Security Issues in popular AI Runtimes - Node.js, Deno, and Bun
This series shows how vulnerabilities propagate through the stack and provides a framework for defending AI applications in production.
Introduction
Node.js, Deno, and Bun are the primary runtimes for executing JavaScript and TypeScript in modern applications. They form the backbone of AI backends, serverless deployments, and orchestration layers. Each runtime introduces distinct application security issues. For product security teams, understanding these runtime weaknesses is essential because attacks often bypass framework-level defenses and exploit the runtime directly.
Node.js: Prototype Pollution and Module Injection
Node.js powers most enterprise AI backends. Prototype pollution remains one of the most common attack vectors. Vulnerable libraries such as Lodash (CVE-2019-10744) allow attackers to inject malicious properties into global objects. This leads to privilege escalation inside runtime processes.
Module injection is another major risk. Applications that use require() with unvalidated paths can be tricked into loading malicious modules. In one real incident, an attacker poisoned the npm registry with a typosquatted package (expres instead of express), leading Node.js applications to load a backdoored module that exfiltrated environment variables.

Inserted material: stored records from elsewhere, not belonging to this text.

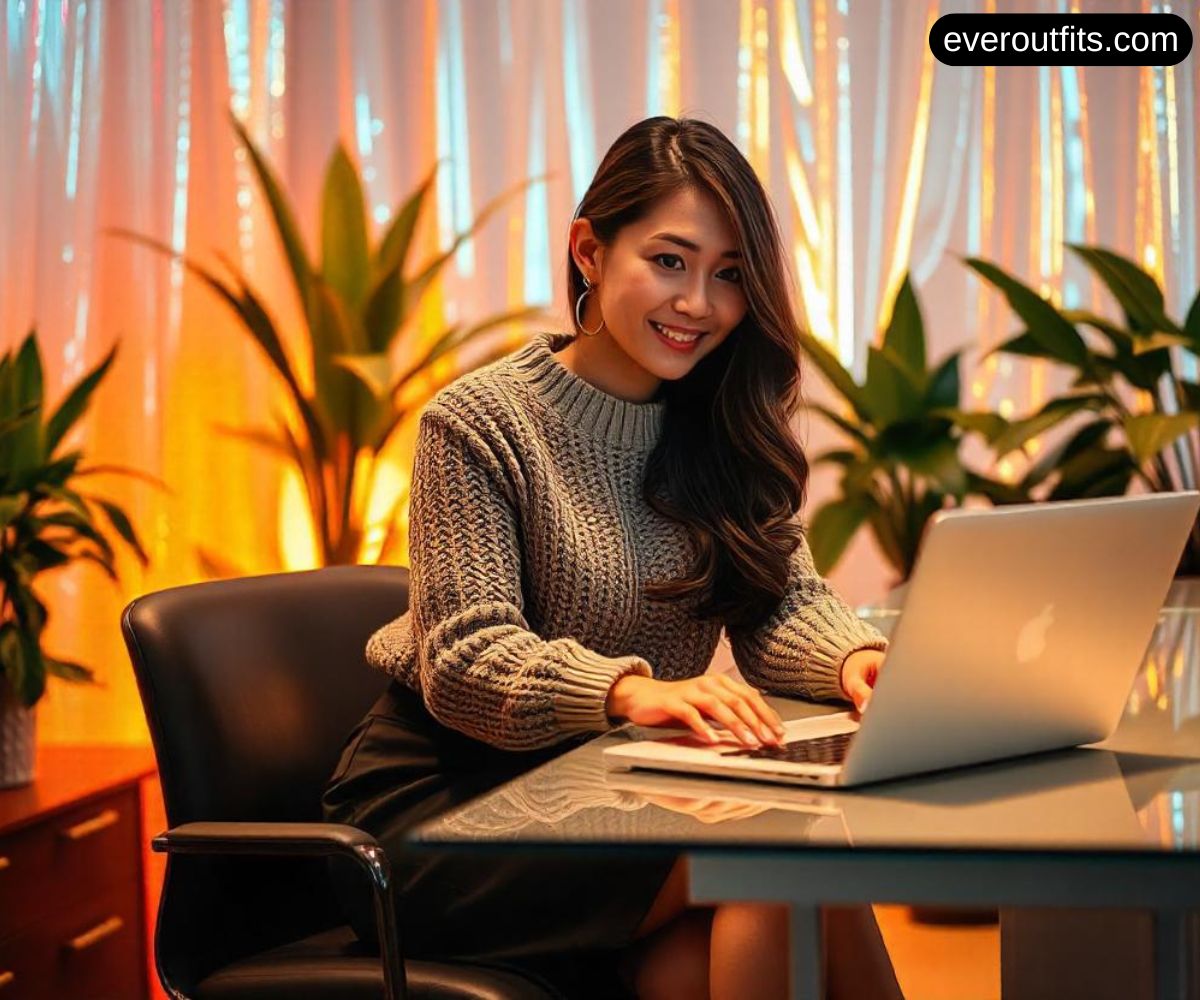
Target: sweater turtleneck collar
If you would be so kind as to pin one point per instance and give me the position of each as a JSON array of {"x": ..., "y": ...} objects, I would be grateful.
[{"x": 581, "y": 403}]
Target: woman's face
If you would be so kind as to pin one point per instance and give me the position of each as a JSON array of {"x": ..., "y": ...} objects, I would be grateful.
[{"x": 669, "y": 292}]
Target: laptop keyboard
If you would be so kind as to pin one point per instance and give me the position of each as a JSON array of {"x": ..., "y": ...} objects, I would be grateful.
[{"x": 822, "y": 749}]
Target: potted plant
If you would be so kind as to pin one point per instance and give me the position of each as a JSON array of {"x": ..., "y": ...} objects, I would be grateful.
[
  {"x": 905, "y": 430},
  {"x": 1139, "y": 414},
  {"x": 364, "y": 348},
  {"x": 46, "y": 522}
]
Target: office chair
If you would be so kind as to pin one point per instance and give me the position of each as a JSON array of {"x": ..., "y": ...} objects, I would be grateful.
[{"x": 250, "y": 688}]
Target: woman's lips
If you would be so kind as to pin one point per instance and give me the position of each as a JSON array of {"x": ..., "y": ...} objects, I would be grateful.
[{"x": 673, "y": 343}]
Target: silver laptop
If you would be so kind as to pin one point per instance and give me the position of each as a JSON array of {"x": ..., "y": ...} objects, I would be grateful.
[{"x": 1023, "y": 630}]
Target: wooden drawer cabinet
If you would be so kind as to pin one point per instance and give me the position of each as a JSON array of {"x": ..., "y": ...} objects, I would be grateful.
[{"x": 72, "y": 905}]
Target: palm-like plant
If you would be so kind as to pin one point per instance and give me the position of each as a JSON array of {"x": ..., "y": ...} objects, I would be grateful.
[
  {"x": 359, "y": 309},
  {"x": 905, "y": 430},
  {"x": 1140, "y": 414},
  {"x": 45, "y": 520}
]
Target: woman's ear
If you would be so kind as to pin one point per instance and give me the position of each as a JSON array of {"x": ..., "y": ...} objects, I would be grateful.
[{"x": 587, "y": 251}]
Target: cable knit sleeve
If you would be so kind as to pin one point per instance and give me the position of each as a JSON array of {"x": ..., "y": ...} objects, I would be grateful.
[
  {"x": 483, "y": 670},
  {"x": 799, "y": 650}
]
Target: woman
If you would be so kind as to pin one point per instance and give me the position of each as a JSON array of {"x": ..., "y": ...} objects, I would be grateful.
[{"x": 587, "y": 514}]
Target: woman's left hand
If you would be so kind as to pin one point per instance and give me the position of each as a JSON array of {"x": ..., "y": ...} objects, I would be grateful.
[{"x": 859, "y": 672}]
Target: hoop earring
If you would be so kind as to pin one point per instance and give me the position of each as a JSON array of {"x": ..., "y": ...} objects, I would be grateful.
[{"x": 579, "y": 318}]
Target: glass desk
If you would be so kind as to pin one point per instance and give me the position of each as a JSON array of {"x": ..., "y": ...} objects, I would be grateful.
[{"x": 1116, "y": 825}]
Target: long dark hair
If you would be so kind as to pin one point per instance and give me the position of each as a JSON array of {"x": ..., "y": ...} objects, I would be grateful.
[{"x": 727, "y": 463}]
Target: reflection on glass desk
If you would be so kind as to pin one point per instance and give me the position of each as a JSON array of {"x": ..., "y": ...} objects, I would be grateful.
[
  {"x": 1137, "y": 791},
  {"x": 1116, "y": 825}
]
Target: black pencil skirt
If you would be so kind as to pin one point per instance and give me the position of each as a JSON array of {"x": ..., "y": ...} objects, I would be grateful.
[{"x": 567, "y": 918}]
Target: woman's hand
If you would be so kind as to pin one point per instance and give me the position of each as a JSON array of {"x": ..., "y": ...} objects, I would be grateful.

Deno: Permission Model Misuse
Deno was designed with a stricter permission model than Node.js. Developers must explicitly grant file, network, or environment variable access. In practice, many teams disable these controls with the --allow-all flag for convenience. This reintroduces Node.js–style risks and undermines Deno’s security design. In test deployments, attackers exploited over-permissive Deno configurations to access local files containing API keys.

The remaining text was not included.